И оба старых приятеля, которые успели давно позабыть лица друг друга, вошли в дом, где есть знакомая нам квартира, а в ней запрятана одиночная обитель человека, похожего на античное изваяние.
Можно, конечно, и сейчас, ненавязчиво, но припомнить Касьяну Иннокентьевичу Далю пару почти незаметных историй, скромных таких свидетелей его невостребованной участи, водившейся в былые времена. Мы откинули кисть руки от губ, и было, начали уже подкидывать наш заранее подготовленный компромат, но художник с другом непомерно быстро взбежали по лестнице всего лишь до второго этажа и остановились у двери, той, что иногда шевелится и устраивает сквозняки. Нет, толковать у порога неудобно.
Потом.
Когда хозяин квартиры вставил в скважину ключ, тот не поворачивался. Ему препятствовал твёрдый предмет.
– Изнутри вклинен другой ключ, – проворковал человек. В мыслях пробежали сомнения по поводу необитаемости жилища во время его отсутствия, и вторила им неуверенность в том, что давеча запер вход. Печь запер, а вход… – придётся позвонить.
Давненько не доводилось нажимать на кнопку звонка собственной квартиры.
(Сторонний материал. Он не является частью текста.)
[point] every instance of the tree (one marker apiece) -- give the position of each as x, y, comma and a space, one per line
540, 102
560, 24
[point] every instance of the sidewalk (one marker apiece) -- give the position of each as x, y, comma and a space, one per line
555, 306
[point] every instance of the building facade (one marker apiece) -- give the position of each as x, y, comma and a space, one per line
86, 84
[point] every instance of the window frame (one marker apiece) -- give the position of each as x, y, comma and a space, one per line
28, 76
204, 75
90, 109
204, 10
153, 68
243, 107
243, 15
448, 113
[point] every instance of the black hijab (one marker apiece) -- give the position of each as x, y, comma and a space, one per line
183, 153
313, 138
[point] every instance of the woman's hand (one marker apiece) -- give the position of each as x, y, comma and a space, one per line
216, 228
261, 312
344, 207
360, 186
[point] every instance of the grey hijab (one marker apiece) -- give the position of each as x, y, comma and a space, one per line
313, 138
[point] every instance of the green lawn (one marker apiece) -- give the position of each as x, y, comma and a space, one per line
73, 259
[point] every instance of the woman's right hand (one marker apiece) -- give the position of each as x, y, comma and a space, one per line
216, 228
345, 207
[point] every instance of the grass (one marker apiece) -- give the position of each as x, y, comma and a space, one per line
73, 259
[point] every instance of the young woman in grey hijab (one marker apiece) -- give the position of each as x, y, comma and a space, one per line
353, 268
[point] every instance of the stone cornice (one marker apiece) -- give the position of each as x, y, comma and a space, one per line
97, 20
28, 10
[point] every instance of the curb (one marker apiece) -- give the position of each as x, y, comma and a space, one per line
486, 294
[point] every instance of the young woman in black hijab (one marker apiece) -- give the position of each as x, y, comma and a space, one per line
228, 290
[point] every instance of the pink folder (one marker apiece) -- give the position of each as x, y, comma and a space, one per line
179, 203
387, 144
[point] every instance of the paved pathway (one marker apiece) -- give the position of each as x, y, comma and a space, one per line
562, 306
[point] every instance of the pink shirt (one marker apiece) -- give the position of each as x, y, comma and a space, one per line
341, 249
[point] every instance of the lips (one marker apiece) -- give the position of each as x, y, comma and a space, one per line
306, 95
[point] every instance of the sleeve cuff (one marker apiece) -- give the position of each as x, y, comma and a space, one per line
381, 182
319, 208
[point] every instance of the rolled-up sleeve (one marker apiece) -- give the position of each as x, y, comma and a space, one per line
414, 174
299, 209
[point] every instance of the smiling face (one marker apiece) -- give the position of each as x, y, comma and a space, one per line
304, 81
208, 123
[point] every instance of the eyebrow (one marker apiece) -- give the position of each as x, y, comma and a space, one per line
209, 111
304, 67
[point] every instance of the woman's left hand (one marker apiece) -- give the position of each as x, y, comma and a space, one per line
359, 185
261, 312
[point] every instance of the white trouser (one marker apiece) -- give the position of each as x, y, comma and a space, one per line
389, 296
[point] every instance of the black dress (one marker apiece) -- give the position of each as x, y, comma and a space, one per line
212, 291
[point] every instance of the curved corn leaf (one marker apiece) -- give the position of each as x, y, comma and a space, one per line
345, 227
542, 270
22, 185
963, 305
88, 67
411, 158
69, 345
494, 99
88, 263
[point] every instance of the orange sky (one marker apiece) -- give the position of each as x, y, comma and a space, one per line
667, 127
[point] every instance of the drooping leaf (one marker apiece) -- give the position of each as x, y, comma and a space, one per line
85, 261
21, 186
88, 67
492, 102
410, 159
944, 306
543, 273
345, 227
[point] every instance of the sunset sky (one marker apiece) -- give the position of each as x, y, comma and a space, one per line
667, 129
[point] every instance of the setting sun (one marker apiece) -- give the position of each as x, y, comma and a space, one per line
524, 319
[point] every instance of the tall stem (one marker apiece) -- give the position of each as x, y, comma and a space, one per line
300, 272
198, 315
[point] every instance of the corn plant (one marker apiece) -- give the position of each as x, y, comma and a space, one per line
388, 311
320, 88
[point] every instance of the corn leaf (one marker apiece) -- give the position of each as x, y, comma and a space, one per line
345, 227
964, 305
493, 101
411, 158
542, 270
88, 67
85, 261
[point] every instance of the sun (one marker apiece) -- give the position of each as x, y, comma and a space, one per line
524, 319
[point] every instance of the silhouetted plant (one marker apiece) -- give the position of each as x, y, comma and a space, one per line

Но ничего не поделаешь. Придётся вспомнить, как это делается. И он, упруго выгнутым большим пальцем, вдавил беленький кружок полностью внутрь. Длинно нажал. А потом кончиком указательного пальца ткнул кнопку ещё раз, но коротко и отрывисто. Ключ с той стороны скважины зашуршал, дверь отворилась. За порогом стояла та же бело-черная дама, та гостья, которая выпила чай с горкой и пропала.
– Здрасьте, – почти отлаженным дуэтом в чистую терцию поприветствовали баскетболистку оба невысоких мужчины.
– А, извините, – улыбаясь сомкнутыми устами, молвила новая хозяйка, – дверь ветром открыло, я и заперла её на ключ. Защёлка-то не работает.
Старые приятели обтекли даму сбоку и прошли вглубь. Там – свернули налево.
– Ха, понятно, – тихо сказал седой мужчина, – это соседка моя. А то ведь и впрямь пропала, будто сквозь стены. Ну да, и музыка из-за стены слышалась. Значит, она и есть соседи. Отыскалась. А я подумал о ней, будто она Фата Моргана, пришлая из глубины веков, или ещё похуже. Заходи.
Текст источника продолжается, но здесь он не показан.